Joseph K is a modern retelling of Franz Kafka’s
The Trial, where a man is arrested and subsequently persecuted by a faceless Authority despite never finding out what his purported crime is, moving the action to 21st century London. Tom Basden is the comedian and writer who has adapted it here at the Gate Theatre. It takes a look at the absurdities of the depersonalisation of modern life and particularly its dependency on technology, playing on all too recognisable fears about store loyalty card points going missing, mobile phones stop working, what photograph plucked from Facebook would be used as your mugshot and the trials of dealing with disinterested call-centre workers, but really centres on the powerlessness that can be felt when trying, and failing, to deal with a bureaucracy that does not (can not) listen.
Pip Carter is well cast as the initially bullish 30 year old banker whose arrogance when first arrested is slowly eroded as although he is ostensibly allowed to remain free, his life becomes one huge faceless bureaucratic nightmare with no answers and no-one to turn to.

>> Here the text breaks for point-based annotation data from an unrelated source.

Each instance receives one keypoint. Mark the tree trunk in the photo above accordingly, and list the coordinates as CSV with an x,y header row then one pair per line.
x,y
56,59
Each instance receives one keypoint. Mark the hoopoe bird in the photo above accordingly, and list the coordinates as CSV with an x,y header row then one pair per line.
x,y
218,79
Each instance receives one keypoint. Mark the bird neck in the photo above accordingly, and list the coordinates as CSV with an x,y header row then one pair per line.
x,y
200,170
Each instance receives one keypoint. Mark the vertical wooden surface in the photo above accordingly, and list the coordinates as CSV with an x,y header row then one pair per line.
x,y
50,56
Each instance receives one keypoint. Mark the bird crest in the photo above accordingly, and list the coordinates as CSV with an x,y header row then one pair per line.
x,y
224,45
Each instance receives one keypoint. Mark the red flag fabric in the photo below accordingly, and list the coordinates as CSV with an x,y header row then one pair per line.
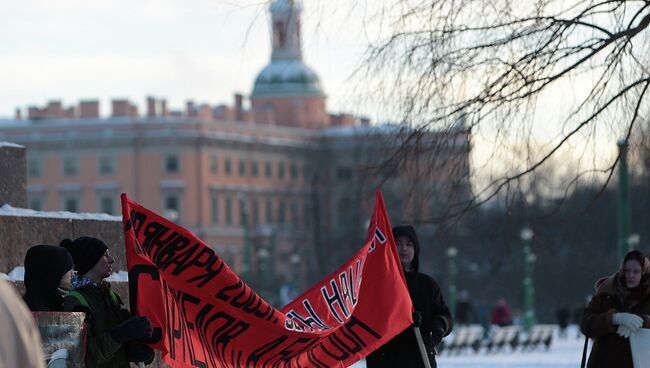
x,y
204,315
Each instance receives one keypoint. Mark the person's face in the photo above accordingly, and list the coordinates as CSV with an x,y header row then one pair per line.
x,y
632,270
65,280
405,250
103,268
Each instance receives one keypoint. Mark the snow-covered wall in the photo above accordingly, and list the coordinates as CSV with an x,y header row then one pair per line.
x,y
21,228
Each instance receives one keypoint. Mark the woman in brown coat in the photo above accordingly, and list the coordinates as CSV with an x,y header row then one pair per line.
x,y
619,308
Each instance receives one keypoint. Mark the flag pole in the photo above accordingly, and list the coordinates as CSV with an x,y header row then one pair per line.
x,y
423,350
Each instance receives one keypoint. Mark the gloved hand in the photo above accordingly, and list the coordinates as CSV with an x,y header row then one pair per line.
x,y
138,352
623,331
437,331
417,318
629,320
134,328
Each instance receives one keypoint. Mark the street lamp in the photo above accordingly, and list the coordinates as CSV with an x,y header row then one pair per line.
x,y
633,241
623,200
529,289
246,267
262,257
452,252
295,268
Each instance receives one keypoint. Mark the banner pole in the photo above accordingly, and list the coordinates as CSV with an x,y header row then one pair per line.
x,y
423,350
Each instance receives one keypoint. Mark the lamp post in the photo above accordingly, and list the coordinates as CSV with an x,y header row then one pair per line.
x,y
295,269
246,266
452,252
633,241
529,289
623,201
262,257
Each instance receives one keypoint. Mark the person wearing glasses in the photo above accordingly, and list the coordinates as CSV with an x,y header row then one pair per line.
x,y
431,312
114,337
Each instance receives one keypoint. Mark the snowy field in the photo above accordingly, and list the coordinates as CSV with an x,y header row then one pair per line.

His nightmare is all-too-recognisable and Carter plays the strained communications and mounting desperation well as Joseph is forced to question the reality of what is happening to him as things take an increasingly surreal turn, yet remaining a brutal boss to his underling all the while.
Yet despite everything, something just didn’t quite connect to elevate this to great theatre. The tone never quite progressed enough for me, the momentum never really generated to take it to the darker places suggested within. I felt this was mainly to do with the format of the show with its relatively short scenes, prolonged changeovers and, I suspect, a little self-indulgence in the writing process. Basden and regular collaborator Tim Key play a multitude of supporting characters in a dizzying array but the overall effect comes across mainly as playing to their own strengths as rapid-fire comedians and dominating the focus at the expense of our lead character. And along with ‘real’ actress Siân Brooke who fulfils a similar role, what should come across as a spiralling descent into increasingly nightmarish madness, plays more like a sketch show, it was just too disjointed for me to convince fully as drama.
This is not to say that I didn’t find it funny, indeed some sections were hilarious, the dismissive Latin-speaking Bond-villain lawyer was excellent and the pops at radio shows were really well done. The performances were strong across the board, both Brooke and Carter really impressed me, and if nothing it was a scarily plausible premise that never felt so outlandish as to be that incredible. But something was awry in the balance for me, between the darkness and the surrealism and an ending which seemed to go in the face of the way the show was going. So ultimately more of a curiosity for me, than a must-see.